For pretty much every switch statement in my code base, I have the following default case switch( value ) { ... default: Contract.InvalidEnumValue(value); } The method will throw an exception detailing the value of the enum at the point an error was detected. public static void InvalidEnumValue<T>(T value) where T: struct { ThrowIfFalse(typeof(T).IsEnum, "Expected an enum type"); Violation("Invalid Enum value of Type {0} : {1}", new object[] { typeof(T).Name, value }); }
For C#, something worth knowing is that Enum.IsDefined() is dangerous. You can't rely on it like you are. Getting something not of the expected values is a good case for throwing an exception and dying loudly. In Java, it's different because enums are classes not integers so you really can't get unexpected values (unless the enum is updated and your switch statement isn't), which is one big reason why I much prefer Java enums. You also have to cater for null values. But getting a non-null case you don't recognize is a good case for throwing an exception too.

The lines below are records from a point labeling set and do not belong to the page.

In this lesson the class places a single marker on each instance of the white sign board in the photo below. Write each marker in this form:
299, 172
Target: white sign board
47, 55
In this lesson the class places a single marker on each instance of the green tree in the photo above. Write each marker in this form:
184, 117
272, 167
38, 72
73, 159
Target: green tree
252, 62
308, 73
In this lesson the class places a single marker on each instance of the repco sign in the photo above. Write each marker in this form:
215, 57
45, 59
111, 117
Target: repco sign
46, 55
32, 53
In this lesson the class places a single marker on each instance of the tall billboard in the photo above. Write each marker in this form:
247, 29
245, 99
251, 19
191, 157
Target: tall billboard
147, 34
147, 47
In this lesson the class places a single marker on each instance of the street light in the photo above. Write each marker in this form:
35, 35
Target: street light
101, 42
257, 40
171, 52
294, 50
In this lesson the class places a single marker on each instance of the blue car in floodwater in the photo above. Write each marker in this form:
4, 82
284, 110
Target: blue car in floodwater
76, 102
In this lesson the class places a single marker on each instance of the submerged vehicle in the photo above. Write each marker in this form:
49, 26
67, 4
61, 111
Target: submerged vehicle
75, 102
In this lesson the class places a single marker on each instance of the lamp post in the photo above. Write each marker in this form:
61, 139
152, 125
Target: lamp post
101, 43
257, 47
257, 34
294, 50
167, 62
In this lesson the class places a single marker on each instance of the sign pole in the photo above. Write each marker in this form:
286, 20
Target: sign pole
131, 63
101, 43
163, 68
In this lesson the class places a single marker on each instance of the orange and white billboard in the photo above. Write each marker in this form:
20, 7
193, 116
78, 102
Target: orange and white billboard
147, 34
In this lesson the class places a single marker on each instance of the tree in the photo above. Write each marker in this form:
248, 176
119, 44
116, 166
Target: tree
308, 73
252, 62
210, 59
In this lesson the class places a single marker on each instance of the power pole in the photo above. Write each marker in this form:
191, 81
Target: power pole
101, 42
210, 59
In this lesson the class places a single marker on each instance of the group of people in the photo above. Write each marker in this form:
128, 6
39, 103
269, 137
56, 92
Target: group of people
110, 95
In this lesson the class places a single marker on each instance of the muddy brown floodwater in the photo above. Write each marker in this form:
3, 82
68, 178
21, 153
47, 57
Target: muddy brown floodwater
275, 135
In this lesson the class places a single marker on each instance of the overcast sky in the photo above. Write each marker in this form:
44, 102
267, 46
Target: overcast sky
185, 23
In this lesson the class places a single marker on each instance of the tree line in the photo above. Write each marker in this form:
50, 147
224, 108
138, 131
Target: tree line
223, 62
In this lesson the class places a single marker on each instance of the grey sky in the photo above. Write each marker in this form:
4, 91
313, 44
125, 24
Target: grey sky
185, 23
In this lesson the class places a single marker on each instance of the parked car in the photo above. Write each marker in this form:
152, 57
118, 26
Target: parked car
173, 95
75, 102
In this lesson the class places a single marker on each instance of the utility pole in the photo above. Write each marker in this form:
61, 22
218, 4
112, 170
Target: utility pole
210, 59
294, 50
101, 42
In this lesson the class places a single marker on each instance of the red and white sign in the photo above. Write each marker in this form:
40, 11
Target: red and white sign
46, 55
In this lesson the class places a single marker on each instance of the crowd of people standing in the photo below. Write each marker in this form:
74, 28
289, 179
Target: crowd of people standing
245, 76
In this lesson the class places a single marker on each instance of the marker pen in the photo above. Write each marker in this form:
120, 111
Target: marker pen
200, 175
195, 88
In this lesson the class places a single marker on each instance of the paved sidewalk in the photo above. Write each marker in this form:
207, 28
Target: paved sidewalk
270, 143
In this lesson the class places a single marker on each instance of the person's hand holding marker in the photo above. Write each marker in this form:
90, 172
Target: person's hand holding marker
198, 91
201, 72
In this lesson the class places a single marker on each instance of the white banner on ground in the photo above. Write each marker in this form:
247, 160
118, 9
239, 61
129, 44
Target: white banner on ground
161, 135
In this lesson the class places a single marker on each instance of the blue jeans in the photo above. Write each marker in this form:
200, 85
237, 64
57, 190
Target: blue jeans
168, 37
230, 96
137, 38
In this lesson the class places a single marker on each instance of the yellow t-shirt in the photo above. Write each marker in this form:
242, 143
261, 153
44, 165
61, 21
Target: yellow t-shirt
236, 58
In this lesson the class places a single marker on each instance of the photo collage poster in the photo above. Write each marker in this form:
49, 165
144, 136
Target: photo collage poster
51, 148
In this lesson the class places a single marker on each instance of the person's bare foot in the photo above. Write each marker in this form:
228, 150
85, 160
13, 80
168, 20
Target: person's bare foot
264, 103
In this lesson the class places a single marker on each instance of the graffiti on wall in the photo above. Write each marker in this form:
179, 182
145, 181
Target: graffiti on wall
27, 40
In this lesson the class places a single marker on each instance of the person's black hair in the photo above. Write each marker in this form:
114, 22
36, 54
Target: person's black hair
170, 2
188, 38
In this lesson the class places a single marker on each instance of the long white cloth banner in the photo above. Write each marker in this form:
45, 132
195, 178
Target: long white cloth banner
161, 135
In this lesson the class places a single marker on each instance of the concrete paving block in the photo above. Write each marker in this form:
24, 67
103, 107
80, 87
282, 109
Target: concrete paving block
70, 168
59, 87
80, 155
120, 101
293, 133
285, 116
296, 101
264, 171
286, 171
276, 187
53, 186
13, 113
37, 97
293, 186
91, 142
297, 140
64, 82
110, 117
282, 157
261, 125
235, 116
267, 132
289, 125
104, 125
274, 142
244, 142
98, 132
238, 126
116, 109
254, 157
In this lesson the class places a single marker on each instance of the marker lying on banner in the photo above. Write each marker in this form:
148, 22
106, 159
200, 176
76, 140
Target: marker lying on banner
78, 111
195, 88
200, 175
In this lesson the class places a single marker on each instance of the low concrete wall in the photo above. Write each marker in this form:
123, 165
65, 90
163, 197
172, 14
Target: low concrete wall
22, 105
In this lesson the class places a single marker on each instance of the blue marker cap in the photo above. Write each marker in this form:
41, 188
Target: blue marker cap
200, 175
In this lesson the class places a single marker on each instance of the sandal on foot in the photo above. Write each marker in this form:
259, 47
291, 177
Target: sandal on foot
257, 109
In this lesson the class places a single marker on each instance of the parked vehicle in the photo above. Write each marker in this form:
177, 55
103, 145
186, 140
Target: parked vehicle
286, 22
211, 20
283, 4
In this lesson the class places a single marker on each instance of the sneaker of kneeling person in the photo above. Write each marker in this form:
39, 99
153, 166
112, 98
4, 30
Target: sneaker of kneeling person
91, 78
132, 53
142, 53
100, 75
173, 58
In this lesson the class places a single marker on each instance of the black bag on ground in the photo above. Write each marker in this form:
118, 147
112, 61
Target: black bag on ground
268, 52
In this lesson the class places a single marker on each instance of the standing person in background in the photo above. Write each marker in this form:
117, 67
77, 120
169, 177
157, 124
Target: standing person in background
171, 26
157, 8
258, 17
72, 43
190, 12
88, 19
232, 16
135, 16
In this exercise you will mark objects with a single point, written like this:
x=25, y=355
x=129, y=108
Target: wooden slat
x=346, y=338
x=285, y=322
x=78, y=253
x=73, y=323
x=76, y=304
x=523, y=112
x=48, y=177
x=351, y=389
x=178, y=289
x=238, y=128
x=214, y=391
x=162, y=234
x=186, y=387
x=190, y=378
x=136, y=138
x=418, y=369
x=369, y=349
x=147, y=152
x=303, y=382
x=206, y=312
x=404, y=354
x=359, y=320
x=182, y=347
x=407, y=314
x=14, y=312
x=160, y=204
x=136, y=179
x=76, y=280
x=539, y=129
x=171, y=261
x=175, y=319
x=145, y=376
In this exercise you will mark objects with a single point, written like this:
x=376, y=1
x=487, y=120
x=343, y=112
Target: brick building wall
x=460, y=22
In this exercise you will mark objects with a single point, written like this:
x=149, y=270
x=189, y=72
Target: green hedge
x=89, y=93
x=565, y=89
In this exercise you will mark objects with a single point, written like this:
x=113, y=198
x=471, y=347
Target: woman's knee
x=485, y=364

You could have a trace for the default calling out the value of the passed enum. Throwing exceptions is OK but in a large application there will be several places where your code does not care about other values of the enum. So, unless you are sure that the code intends to handle all possible values of the enum, you'll have to go back later and remove the exception.
This is one of those questions that proves why test driven development is so important. In this case I'd go for a NotSupportedException because literally the value was unhandled and therefore not supported. A NotImplementedException gives more the idea of: "This is not finished yet" ;) The calling code should be able to handle a situation like this and unit tests can be created to easily test these kind of situations.
Call it an opinion or a preference, but the idea behind the enum is that it represents the full list of possible values. If an "unexpected value" is being passed around in code, then the enum (or purpose behind the enum) is not up to date. My personal preference is that every enum carry a default assignment of Undefined. Given that the enum is a defined list, it should never be out-of-date with your consuming code. As far as what to do if your function is getting either an unexpected value or Undefined in my case, a generic answer doesn't seem possible. For me, it depends on the context of the reason for evaluating the enum value: is it a situation where code execution should halt, or can a default value be used?
It is the responsibility of the calling function to provide valid input and implicitely anything not in the enum is invalid (Pragmatic programmer seems to imply this). That said, this implies that any time you change your enum, you must change ALL code that accepts it as input (and SOME code that yields it as output). But that is probably true anyways. If you have an enum that changes often, you probably should be using something other than an enum, considering that enums are normally compile-time entities.
I usually try to define undefined value (0): enum Mood { Undefined = 0, Happy, Sad } That way I can always say: switch (mood) { case Happy: Console.WriteLine("I am happy"); break; case Sad: Console.WriteLine("I am sad"); break; case Undefined: // handle undefined case default: // at this point it is obvious that there is an unknown problem // -> throw -> die :-) } This is at least how I usually do this.